A complete necropsy including gross pathological evaluation and weighing of selected organs was performed. Organs and tissues were examined histopathologically as required by the corresponding test guidelines.

All F0 parental animals were sacrificed under pentobarbitone anesthesia by exsanguination from the abdominal aorta and vena cava and were assessed by gross pathology. Weights of selected organs were recorded and a histopathological examination was performed.

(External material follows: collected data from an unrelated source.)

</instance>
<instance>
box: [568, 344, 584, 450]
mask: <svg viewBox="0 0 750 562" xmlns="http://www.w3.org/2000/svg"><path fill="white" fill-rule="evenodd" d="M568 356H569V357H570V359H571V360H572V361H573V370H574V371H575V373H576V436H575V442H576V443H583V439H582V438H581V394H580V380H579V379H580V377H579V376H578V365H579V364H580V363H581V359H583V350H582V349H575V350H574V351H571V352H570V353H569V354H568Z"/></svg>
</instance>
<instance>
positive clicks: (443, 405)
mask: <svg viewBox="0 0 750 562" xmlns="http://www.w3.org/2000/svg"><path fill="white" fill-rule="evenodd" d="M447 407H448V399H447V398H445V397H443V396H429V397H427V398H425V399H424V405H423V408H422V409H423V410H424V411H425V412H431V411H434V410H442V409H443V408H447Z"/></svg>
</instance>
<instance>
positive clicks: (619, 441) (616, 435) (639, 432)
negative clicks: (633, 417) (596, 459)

During the exposure period, the target concentrations were met well and were maintained as constant and stable as could be provided with the presented generation techniques in the concentration range tested.

Test concentrations:

Test group	Target concentration (mg/m³)	Measured concentration (mg/m³)
		Mean	Standard deviation
1	15	11.7	1.4
2	50	48.4	2.7
3	150	156.8	13.5

The following test substance-related adverse effects were observed:

Test group 3 (150 mg/m³):

- Ulceration of the squamous and/or respiratory epithelium in the nasal cavity (level I) in 2 male and 2 female animals

- Minimal to severe degeneration/regeneration of squamous and/or respiratory epithelium in the nasal cavity (level I) in 9 male and 9 female animals

- Minimal to moderate degeneration/regeneration of squamous and/or respiratory epithelium in the nasal cavity (level II) in 6 male and 5 female animals

 

Test group 2 (50 mg/m³):

- No adverse test substance-related histopathologic and macroscopic findings or weight changes

 

Test group 1 (15 mg/m³):

- No adverse test substance-related histopathologic and macroscopic findings or weight changes

Conclusion:

Under the conditions of this OECD 422 combined repeated dose toxicity study with the reproduction/developmental toxicity screening test in Wistar rats the following no observed adverse effect concentration (NOAEC) of pyrrolidine were determined:

The NOAEC for general, local toxicity at the respiratory tract was 50 mg/m³ for the F0 females and males based on histological findings in nasal cavity.

The NOAEC for general, systemic toxicity was 150 mg/m³ for the F0 females and males.

The NOAEC for reproductive performance and fertility was 150 mg/m³ for the F0 parental rats.

The NOAEC for developmental toxicity in the F1 offspring was 150 mg/m³.